While the process of human existence implies vertical and horizontal relationships everywhere and at all times, the two types should not be confused with one another. At least in theory, the horizontal relationships of the great variety of peer-groups dominating our egalitarian society may seem the most common; but these are situations in which a person should consider himself or herself an instrument for the activation of a fundamentally vertical relationship. Nearly every man and woman acts as a channel for the release of the biological power invested in the human species as the greater whole to which they belong, whether they are conscious of belonging and so acting or not. That power uses them; they do not possess it.
Whoever becomes a focusing agent for the desired or unwelcomed activity of biological processes of embryonic formation establishes a vertical relationship to the product of this activity — a child. The relationship is potential in the mere fact of the production or presence of reproductive cells in one's body.

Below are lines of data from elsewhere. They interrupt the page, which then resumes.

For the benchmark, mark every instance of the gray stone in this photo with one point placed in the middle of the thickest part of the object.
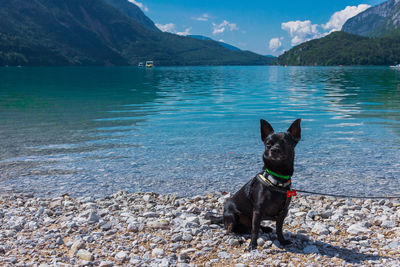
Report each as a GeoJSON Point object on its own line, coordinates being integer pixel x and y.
{"type": "Point", "coordinates": [93, 217]}
{"type": "Point", "coordinates": [320, 229]}
{"type": "Point", "coordinates": [83, 254]}
{"type": "Point", "coordinates": [106, 264]}
{"type": "Point", "coordinates": [60, 241]}
{"type": "Point", "coordinates": [133, 227]}
{"type": "Point", "coordinates": [310, 249]}
{"type": "Point", "coordinates": [394, 245]}
{"type": "Point", "coordinates": [388, 224]}
{"type": "Point", "coordinates": [106, 227]}
{"type": "Point", "coordinates": [187, 238]}
{"type": "Point", "coordinates": [358, 228]}
{"type": "Point", "coordinates": [158, 252]}
{"type": "Point", "coordinates": [224, 255]}
{"type": "Point", "coordinates": [311, 214]}
{"type": "Point", "coordinates": [176, 237]}
{"type": "Point", "coordinates": [78, 244]}
{"type": "Point", "coordinates": [121, 256]}
{"type": "Point", "coordinates": [147, 198]}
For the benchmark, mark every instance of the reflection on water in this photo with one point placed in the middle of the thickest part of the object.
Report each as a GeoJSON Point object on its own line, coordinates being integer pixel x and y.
{"type": "Point", "coordinates": [193, 130]}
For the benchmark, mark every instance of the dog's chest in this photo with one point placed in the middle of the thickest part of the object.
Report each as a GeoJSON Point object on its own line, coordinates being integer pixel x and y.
{"type": "Point", "coordinates": [274, 205]}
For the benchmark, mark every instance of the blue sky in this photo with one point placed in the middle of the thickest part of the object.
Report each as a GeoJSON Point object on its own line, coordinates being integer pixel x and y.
{"type": "Point", "coordinates": [265, 27]}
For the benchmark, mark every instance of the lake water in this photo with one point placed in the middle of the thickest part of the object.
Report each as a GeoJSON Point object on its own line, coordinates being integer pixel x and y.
{"type": "Point", "coordinates": [194, 130]}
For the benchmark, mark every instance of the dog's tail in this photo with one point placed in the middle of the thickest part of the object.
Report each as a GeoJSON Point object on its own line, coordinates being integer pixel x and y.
{"type": "Point", "coordinates": [215, 219]}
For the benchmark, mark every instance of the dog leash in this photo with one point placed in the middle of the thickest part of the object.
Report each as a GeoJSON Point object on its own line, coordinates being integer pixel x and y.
{"type": "Point", "coordinates": [346, 196]}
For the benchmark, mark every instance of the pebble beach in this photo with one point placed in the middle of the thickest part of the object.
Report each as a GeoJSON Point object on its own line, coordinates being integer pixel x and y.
{"type": "Point", "coordinates": [148, 229]}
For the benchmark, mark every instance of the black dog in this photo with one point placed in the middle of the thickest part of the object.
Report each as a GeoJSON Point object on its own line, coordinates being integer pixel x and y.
{"type": "Point", "coordinates": [266, 196]}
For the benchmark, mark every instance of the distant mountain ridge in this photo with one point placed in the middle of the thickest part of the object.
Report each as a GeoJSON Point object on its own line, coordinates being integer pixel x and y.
{"type": "Point", "coordinates": [376, 21]}
{"type": "Point", "coordinates": [133, 12]}
{"type": "Point", "coordinates": [99, 32]}
{"type": "Point", "coordinates": [341, 48]}
{"type": "Point", "coordinates": [201, 37]}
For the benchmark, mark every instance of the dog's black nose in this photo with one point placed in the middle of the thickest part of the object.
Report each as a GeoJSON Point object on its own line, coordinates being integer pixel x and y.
{"type": "Point", "coordinates": [275, 149]}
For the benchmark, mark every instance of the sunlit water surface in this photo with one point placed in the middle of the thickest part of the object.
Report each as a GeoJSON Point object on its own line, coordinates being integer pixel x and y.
{"type": "Point", "coordinates": [195, 130]}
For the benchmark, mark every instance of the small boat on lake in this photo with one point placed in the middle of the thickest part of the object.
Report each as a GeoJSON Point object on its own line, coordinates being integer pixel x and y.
{"type": "Point", "coordinates": [149, 64]}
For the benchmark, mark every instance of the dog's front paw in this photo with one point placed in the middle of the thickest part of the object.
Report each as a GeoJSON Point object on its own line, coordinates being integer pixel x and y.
{"type": "Point", "coordinates": [285, 242]}
{"type": "Point", "coordinates": [266, 229]}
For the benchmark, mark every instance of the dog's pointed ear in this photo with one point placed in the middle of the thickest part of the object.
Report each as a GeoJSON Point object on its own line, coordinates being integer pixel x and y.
{"type": "Point", "coordinates": [266, 129]}
{"type": "Point", "coordinates": [295, 130]}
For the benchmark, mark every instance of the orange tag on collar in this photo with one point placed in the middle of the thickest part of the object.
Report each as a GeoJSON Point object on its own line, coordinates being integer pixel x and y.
{"type": "Point", "coordinates": [292, 193]}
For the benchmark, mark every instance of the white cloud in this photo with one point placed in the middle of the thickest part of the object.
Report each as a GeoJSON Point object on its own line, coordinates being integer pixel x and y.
{"type": "Point", "coordinates": [301, 31]}
{"type": "Point", "coordinates": [203, 17]}
{"type": "Point", "coordinates": [225, 25]}
{"type": "Point", "coordinates": [337, 20]}
{"type": "Point", "coordinates": [186, 32]}
{"type": "Point", "coordinates": [139, 5]}
{"type": "Point", "coordinates": [275, 43]}
{"type": "Point", "coordinates": [169, 27]}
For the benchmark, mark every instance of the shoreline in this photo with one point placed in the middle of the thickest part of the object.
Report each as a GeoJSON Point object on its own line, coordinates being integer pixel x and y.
{"type": "Point", "coordinates": [144, 229]}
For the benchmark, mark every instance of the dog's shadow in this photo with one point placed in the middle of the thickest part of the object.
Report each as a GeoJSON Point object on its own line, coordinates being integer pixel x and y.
{"type": "Point", "coordinates": [300, 241]}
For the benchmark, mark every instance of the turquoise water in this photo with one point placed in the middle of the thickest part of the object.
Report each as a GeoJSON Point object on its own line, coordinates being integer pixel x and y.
{"type": "Point", "coordinates": [194, 130]}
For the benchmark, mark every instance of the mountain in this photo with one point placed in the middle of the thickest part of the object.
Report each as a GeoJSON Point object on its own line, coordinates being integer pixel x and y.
{"type": "Point", "coordinates": [376, 21]}
{"type": "Point", "coordinates": [133, 12]}
{"type": "Point", "coordinates": [201, 37]}
{"type": "Point", "coordinates": [99, 32]}
{"type": "Point", "coordinates": [341, 48]}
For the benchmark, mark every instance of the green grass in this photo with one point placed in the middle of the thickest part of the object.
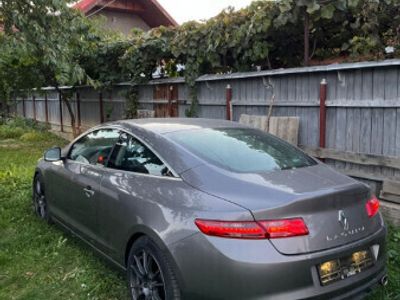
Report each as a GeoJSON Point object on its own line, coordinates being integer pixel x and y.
{"type": "Point", "coordinates": [38, 261]}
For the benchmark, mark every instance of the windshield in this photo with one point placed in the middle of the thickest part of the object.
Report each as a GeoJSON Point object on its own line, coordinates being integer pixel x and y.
{"type": "Point", "coordinates": [242, 150]}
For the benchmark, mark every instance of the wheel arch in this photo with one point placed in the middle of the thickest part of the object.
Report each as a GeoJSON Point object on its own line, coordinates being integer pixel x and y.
{"type": "Point", "coordinates": [143, 231]}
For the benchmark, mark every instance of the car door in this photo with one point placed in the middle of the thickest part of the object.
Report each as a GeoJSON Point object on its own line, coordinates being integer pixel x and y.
{"type": "Point", "coordinates": [133, 175]}
{"type": "Point", "coordinates": [76, 182]}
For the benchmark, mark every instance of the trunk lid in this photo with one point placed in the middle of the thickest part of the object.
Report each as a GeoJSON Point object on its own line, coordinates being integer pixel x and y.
{"type": "Point", "coordinates": [331, 204]}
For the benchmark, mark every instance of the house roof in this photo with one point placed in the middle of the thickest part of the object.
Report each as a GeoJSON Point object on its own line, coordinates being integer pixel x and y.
{"type": "Point", "coordinates": [150, 11]}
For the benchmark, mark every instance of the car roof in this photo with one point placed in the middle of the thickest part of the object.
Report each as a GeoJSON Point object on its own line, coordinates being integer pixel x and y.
{"type": "Point", "coordinates": [166, 125]}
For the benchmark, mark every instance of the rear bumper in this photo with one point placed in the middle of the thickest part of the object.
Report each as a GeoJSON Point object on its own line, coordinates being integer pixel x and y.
{"type": "Point", "coordinates": [217, 268]}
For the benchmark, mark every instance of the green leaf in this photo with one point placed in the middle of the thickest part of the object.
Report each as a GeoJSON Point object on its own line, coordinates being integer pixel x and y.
{"type": "Point", "coordinates": [327, 11]}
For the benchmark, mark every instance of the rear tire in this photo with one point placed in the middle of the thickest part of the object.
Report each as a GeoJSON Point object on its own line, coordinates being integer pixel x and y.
{"type": "Point", "coordinates": [40, 204]}
{"type": "Point", "coordinates": [150, 274]}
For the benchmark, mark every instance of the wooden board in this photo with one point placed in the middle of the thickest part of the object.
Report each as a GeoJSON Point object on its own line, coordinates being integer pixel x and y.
{"type": "Point", "coordinates": [354, 157]}
{"type": "Point", "coordinates": [286, 128]}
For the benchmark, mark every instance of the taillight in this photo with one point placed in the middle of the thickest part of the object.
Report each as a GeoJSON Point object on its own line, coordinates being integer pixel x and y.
{"type": "Point", "coordinates": [285, 228]}
{"type": "Point", "coordinates": [243, 230]}
{"type": "Point", "coordinates": [372, 206]}
{"type": "Point", "coordinates": [252, 229]}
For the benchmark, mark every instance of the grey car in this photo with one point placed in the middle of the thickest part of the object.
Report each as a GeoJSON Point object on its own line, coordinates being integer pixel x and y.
{"type": "Point", "coordinates": [211, 209]}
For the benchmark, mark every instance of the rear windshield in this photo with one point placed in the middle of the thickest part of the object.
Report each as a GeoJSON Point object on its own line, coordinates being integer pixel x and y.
{"type": "Point", "coordinates": [242, 150]}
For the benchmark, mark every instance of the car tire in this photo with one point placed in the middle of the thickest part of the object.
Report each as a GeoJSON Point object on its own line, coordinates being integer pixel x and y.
{"type": "Point", "coordinates": [40, 204]}
{"type": "Point", "coordinates": [150, 275]}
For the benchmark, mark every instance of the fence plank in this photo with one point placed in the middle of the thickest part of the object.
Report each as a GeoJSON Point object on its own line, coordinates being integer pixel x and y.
{"type": "Point", "coordinates": [354, 157]}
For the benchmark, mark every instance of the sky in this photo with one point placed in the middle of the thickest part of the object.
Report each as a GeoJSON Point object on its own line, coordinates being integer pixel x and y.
{"type": "Point", "coordinates": [186, 10]}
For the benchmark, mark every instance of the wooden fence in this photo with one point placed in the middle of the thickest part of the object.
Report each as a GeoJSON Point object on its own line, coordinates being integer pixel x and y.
{"type": "Point", "coordinates": [362, 109]}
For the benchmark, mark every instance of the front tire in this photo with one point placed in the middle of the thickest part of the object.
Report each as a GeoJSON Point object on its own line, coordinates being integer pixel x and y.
{"type": "Point", "coordinates": [40, 204]}
{"type": "Point", "coordinates": [150, 274]}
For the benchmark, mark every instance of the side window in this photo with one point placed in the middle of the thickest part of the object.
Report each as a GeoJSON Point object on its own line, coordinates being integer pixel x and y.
{"type": "Point", "coordinates": [95, 147]}
{"type": "Point", "coordinates": [131, 155]}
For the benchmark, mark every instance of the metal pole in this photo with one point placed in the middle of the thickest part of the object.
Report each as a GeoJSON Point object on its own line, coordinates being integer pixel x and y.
{"type": "Point", "coordinates": [170, 90]}
{"type": "Point", "coordinates": [61, 116]}
{"type": "Point", "coordinates": [322, 113]}
{"type": "Point", "coordinates": [101, 107]}
{"type": "Point", "coordinates": [228, 102]}
{"type": "Point", "coordinates": [23, 107]}
{"type": "Point", "coordinates": [46, 107]}
{"type": "Point", "coordinates": [34, 106]}
{"type": "Point", "coordinates": [78, 111]}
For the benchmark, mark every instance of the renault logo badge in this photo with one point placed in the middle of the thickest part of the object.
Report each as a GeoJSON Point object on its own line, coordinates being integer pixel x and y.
{"type": "Point", "coordinates": [343, 220]}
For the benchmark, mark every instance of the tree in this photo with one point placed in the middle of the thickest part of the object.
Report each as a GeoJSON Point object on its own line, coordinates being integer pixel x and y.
{"type": "Point", "coordinates": [49, 38]}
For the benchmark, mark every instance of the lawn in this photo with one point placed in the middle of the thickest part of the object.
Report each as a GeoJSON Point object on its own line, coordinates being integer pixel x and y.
{"type": "Point", "coordinates": [38, 261]}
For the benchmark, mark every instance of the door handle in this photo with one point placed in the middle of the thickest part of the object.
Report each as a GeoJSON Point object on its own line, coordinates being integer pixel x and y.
{"type": "Point", "coordinates": [88, 191]}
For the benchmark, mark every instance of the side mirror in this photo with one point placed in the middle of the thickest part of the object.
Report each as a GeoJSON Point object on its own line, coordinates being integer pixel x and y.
{"type": "Point", "coordinates": [53, 154]}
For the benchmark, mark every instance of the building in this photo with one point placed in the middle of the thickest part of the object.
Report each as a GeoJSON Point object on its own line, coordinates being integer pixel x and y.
{"type": "Point", "coordinates": [124, 15]}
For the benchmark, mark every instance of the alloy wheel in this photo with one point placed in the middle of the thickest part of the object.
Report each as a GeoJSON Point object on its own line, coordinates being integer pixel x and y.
{"type": "Point", "coordinates": [146, 278]}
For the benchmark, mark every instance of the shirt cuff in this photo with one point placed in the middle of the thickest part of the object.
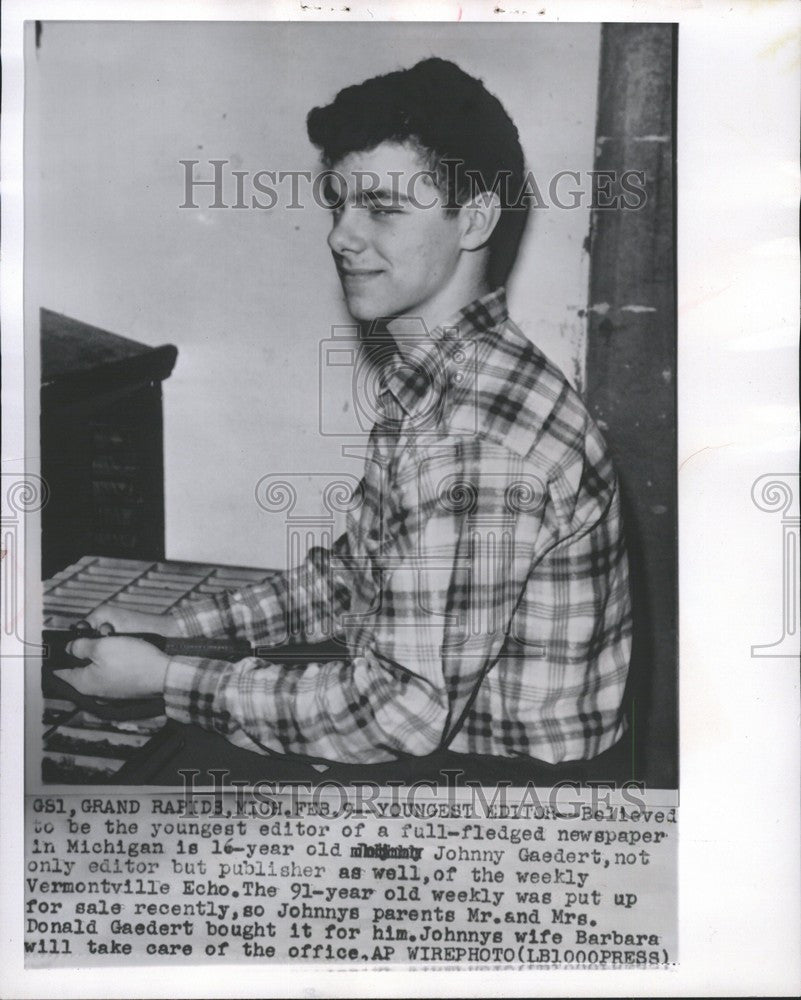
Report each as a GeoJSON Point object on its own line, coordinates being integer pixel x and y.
{"type": "Point", "coordinates": [200, 616]}
{"type": "Point", "coordinates": [191, 687]}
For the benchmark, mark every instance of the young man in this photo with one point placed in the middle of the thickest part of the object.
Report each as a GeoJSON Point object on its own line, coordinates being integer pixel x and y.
{"type": "Point", "coordinates": [480, 591]}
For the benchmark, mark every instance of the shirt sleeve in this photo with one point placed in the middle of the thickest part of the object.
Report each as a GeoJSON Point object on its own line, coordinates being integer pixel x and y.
{"type": "Point", "coordinates": [301, 604]}
{"type": "Point", "coordinates": [456, 546]}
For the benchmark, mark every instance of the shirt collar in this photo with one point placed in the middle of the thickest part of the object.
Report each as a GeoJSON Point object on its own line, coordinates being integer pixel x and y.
{"type": "Point", "coordinates": [416, 382]}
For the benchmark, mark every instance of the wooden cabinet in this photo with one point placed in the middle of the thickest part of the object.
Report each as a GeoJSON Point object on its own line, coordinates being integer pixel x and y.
{"type": "Point", "coordinates": [101, 443]}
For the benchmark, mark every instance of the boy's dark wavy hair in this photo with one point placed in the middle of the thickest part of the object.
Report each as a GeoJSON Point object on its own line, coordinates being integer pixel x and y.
{"type": "Point", "coordinates": [460, 129]}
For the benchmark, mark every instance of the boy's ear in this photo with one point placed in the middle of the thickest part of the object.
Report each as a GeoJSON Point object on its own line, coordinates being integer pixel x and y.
{"type": "Point", "coordinates": [478, 219]}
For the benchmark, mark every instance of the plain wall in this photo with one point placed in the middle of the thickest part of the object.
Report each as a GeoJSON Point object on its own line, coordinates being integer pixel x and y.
{"type": "Point", "coordinates": [247, 296]}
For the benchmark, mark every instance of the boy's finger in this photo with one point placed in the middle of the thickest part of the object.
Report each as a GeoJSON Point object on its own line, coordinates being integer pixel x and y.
{"type": "Point", "coordinates": [82, 649]}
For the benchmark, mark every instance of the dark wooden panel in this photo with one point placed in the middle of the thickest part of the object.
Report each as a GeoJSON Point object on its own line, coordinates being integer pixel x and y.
{"type": "Point", "coordinates": [631, 365]}
{"type": "Point", "coordinates": [102, 443]}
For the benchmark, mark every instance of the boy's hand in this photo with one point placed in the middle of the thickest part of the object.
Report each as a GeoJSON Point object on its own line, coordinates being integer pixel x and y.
{"type": "Point", "coordinates": [123, 620]}
{"type": "Point", "coordinates": [120, 668]}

However, these cells live their own lives. Their production or cyclic release generates powerful biopsychic currents. These currents seek to dominate the consciousness and the activity of the cell-holders — until somehow the consciousness, mind, and will have consummated the long and arduous rite of passage that leads to metabiological being and eventually the Pleroma state.
Similarly, but at the level of culture and religion, a person may act as a channel for the release of archetypal ideas. To the extent such a person acts as an agent for humanity (or for a particular section of it) his or her activity is transpersonal. It establishes a vertical relationship with the people who accept the validity of the formulation of the release and are moved and aroused to action by it. When a guru transmits to chelas a current of psychic power generated by a vast collectivity of spiritual entities — who as human beings had found inspiration and transcendent fulfillment in a particular "lineage" — the relationship between the disciple and the guru also is vertical (and usually devotional as well).
At the sociocultural level, the relationship between the creative genius (or even the formulator of a new approach revolutionizing collective behavior or business methods) and his or her public tends to be much less focused and more taken for granted. Moreover, as every person today is urged to be "creative" — which usually only means productive in a more or less personality-revealing way — the relationship of student or disciple to "master" has lost the quality it had in Medieval and Renaissance times. When "creativity" is reduced to technical proficiency or special expertise in a field of research, relationship can only be horizontal. But where only horizontal relationships are accepted by "rational" minds, an inevitable compensation occurs. An irrational kind of activity fascinates an ever increasing number of persons; "mediums" multiply. Transpersonal activity finds in mediumship a shadowy twin; and the twain are not easily distinguished.